This decision was made by Playtech’s Board of Directors. Initially instituted based on positive business performance in 2019, uncertain times have already impacted Q1, 2020. The plan is to proactively manage cash flow and working capital. Plans are also in the works to implement other cost-saving measures. All the intended actions are designed to not impact long-term initiatives fueling business success.
The savings from suspending share buybacks and dividend payments are estimated to be $70.2 million. This could increase depending on how long this decision remains in place.
So far, the company’s online casino business has experienced increases in online bingo and poker. The longer term concern is the lack of discretionary funds for online gambling activities.

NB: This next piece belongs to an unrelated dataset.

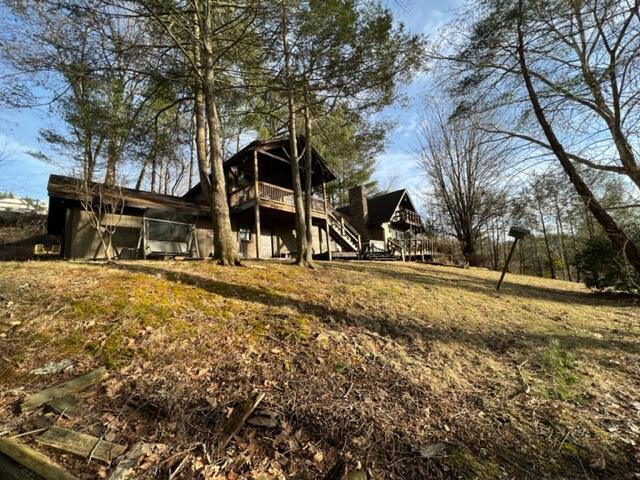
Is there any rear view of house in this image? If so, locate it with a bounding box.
[48,138,362,258]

live dealer table game play could be impacted if more live studios are forced to close. One operation in the Philippines has already been suspended. Other locations in Latvia have been able to fill the void for now. The company has yet to rule out other possible closures. However, there are contingency plans in place to limit any disruptions in service.
Playtech is also big in online sports betting which has taken a tremendous hit. The company operates self-service betting terminals in several regulated markets. Sports betting was forecasted to provide 10 percent of the company’s EBITDA in 2020. Each month’s loss is expected to be $4.3 million the situation remains unchanged.
The company also operates numerous subsidiaries around the world related to sports betting. The overall impact has yet to be calculated.
Many companies with strong ties to the sports betting industry have already experienced negative impacts in the share price. Companies such as William Hill and Flutter Entertainment have issued profit warnings to investors.
Playtech’s overall goal is to adapt its financial stance in light of uncertain business conditions. This has turned into a very fluid situation that cannot be defined by a specific time table. Given the truly global positioning of all its business interests, impacts can be greater in certain high risk regulated markets.
Cost-cutting measures can provide temporary relief. Yet, Playtech is trying to avoid any detrimental measures that will negatively impact the long-term marketing plans. That can be hard to do given the overall volatility of the current situation. The company’s overall size and current economies of scale remain in its favor. The duration of these market disruptions will ultimately define its overall performance in 2020.